This post outlines the idea of collinearity in a dataset (including a formal-ish definition), possible issues arising with collinearity and ways of diagnosing the existence and degree of collinearity. Furthermore, this outlines a few issues with historically conventional ways of assessing collinearity and explains (in layman terms) the idea of the variance-decomposition proportions for singular values.
Disclaimer: this post is more self-serving than anything, because I have the brain of an adolescent chimpanzee at best and a ice block in stone tablet clothing at worst, things are broken down in the simplest form so that 6-months in the future I can reference this easily without having to do a math degree
Collinearity
Collinearity has eluded definition, and has been colloquially referred to as as multicollinearity and ill-conditioning. For a given set of numerical data in a dataset (referred to as the matrix/data-matrix from here on), we can say k of the variates (so k of the columns in this dataset) are collinear if the vectors that represent them lie in a subspace of dimension less than \(k\); i.e. if one of the columns is a linear combination of one or more of the others.

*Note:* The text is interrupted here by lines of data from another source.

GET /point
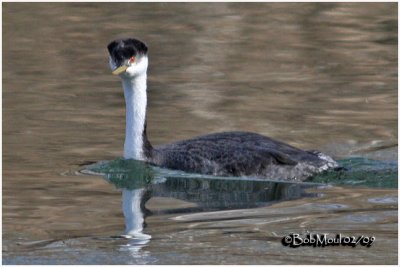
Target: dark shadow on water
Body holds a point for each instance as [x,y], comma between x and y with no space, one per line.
[139,182]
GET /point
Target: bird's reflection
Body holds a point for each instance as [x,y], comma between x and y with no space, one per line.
[139,182]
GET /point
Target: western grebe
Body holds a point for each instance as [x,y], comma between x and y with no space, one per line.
[224,154]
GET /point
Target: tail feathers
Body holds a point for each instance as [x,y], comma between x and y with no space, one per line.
[330,163]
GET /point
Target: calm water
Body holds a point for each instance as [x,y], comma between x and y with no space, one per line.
[321,76]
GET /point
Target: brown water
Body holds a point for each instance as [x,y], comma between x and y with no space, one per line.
[320,76]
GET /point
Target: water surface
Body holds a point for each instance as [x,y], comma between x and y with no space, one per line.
[320,76]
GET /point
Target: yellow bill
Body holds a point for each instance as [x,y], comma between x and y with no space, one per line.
[120,70]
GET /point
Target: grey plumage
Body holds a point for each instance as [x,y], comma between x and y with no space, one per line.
[241,154]
[224,154]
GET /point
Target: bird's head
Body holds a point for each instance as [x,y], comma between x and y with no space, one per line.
[128,58]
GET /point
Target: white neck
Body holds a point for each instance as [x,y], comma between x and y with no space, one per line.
[136,102]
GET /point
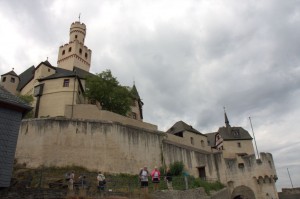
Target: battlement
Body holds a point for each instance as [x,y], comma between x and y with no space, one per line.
[262,170]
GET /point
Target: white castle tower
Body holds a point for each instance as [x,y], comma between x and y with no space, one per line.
[75,53]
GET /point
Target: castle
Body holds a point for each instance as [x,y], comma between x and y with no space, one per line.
[100,140]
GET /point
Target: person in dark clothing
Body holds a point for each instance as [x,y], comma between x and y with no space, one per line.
[168,178]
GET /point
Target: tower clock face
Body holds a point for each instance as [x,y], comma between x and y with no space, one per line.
[38,90]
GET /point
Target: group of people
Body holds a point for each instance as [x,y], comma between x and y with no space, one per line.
[155,177]
[70,179]
[143,177]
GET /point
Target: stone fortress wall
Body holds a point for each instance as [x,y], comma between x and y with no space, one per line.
[123,148]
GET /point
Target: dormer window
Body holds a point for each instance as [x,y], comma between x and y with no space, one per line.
[202,143]
[235,133]
[66,82]
[12,80]
[192,140]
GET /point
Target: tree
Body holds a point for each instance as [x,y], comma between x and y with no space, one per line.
[105,88]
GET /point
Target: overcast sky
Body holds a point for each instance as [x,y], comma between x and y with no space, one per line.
[188,60]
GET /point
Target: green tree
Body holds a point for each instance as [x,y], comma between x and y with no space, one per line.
[105,88]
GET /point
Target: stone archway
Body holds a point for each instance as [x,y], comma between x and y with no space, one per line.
[242,192]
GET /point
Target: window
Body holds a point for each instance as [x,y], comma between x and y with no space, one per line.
[241,165]
[66,82]
[192,140]
[133,115]
[202,143]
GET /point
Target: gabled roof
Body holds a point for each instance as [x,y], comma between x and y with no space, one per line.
[228,134]
[12,72]
[46,63]
[6,98]
[181,126]
[234,133]
[25,77]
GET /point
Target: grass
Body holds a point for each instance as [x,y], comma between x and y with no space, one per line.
[121,183]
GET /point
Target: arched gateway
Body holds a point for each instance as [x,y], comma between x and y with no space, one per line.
[242,192]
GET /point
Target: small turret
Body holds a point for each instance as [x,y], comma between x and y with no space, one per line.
[10,81]
[75,53]
[226,119]
[77,32]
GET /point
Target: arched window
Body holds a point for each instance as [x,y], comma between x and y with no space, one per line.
[202,143]
[192,140]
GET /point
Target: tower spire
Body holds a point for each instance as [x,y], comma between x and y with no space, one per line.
[226,118]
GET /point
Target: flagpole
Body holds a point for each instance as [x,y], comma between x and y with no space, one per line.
[254,138]
[290,177]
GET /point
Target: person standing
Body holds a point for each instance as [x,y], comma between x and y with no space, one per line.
[101,181]
[71,180]
[155,174]
[144,179]
[168,178]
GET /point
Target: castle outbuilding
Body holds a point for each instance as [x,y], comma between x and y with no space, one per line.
[59,91]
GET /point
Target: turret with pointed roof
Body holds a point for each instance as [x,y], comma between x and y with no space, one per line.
[10,81]
[137,108]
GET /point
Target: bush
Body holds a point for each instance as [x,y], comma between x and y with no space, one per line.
[176,168]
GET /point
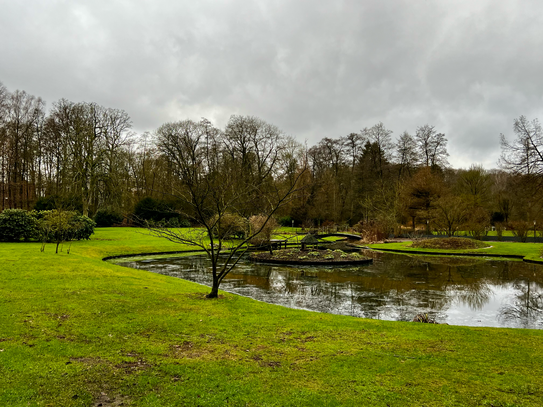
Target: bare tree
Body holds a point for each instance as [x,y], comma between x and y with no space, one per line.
[380,146]
[432,146]
[406,153]
[201,158]
[525,154]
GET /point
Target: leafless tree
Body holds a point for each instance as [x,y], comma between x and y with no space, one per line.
[525,154]
[201,158]
[432,146]
[406,154]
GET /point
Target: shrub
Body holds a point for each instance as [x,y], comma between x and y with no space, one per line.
[373,231]
[285,221]
[520,229]
[82,227]
[257,222]
[107,218]
[500,227]
[17,225]
[61,226]
[155,209]
[231,225]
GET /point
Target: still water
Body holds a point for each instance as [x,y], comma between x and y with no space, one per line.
[457,291]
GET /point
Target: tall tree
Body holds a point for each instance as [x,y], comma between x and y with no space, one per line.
[432,146]
[200,157]
[406,154]
[524,155]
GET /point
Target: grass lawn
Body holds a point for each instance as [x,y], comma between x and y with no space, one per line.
[530,251]
[77,331]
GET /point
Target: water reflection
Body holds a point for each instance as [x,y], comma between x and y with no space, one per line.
[459,291]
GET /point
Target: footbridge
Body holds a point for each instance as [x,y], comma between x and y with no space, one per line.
[346,235]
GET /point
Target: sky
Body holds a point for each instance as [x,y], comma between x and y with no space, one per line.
[314,68]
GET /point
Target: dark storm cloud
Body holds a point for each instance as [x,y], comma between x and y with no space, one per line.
[314,68]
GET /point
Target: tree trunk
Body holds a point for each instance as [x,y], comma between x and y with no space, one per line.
[214,289]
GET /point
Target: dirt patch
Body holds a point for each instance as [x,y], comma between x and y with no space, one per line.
[450,243]
[103,400]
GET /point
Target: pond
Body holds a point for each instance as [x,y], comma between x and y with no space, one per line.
[457,291]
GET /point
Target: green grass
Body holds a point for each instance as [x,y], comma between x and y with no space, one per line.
[530,251]
[77,331]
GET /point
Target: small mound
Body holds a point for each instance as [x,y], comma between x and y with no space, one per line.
[313,256]
[450,243]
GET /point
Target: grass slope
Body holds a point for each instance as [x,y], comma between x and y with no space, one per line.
[77,331]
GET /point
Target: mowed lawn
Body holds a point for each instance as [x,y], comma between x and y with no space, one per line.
[78,331]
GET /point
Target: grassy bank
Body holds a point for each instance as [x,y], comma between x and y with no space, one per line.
[530,251]
[77,331]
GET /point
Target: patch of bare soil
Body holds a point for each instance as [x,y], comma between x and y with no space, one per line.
[450,243]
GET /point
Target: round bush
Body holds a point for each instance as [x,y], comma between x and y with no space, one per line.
[107,218]
[17,225]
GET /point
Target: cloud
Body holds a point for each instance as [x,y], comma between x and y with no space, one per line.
[314,68]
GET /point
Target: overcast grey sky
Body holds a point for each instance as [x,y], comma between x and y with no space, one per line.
[315,68]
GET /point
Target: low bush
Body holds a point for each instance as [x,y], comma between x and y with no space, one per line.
[257,222]
[17,225]
[107,218]
[230,225]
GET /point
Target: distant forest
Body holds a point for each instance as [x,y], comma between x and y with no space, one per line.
[85,157]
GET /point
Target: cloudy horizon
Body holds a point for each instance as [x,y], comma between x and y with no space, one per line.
[314,68]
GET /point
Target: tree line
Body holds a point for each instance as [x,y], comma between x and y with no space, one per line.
[86,157]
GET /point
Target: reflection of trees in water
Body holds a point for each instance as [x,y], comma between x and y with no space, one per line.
[395,287]
[526,308]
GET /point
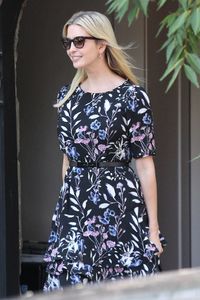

Johnston et. al. give qualitative descriptions/conditions-to-be-met for collinearity:
When the variables concerned are control variables in a regression model, whose coefficients are not to be interpreted, but the variables of interest do not display collinearity, either among themselves or with the control variables
One or more of the variables is a power of another variable included in the regression for example, some regressions include both age and age2 as variables, and these are almost certain to be collinear
The variables concerned are dummy variables representing variables with three or more categories.
Note that while I agree with what they are attempting to describe, their focus on the model as opposed to the data is less than appealing
In real-world scenarios, this perfect collinearity rarely occurs, so a broader notion is needed (see Belsley et. al). A more expansive description of collinearity is when the angle between the vectors reperented by two (or more) of the variates (columns) is relatively small. The idea is that we have unobserved (latent) variables that may be directly related to two or more of our variates, and may be due to either the nature of the data (e.g. the wingspan and length of an aircraft are collinear with weight most of the times) OR the number of data is low. This second type of collinearity occurs because not all combinations of environmental conditions exist in the study area or when very many variables are involved (see Dormann et. al.)
At this point it is of note that collinearity is inherently a data problem, NOT A MODEL PROBLEM. The most obvious issue with collinearity is that having one variate which is essentially a scaled version of another provides no new information, leading to a difficulty in separating the influence of collinear explanatory variables on a given target. Now that we've established collinearity as a data problem, we can further extend the issue to instability of the linear least-squares predictors. When we have collinear data, the net effect is of predictor instability, which can lead to spurious coefficients and little to no explainability.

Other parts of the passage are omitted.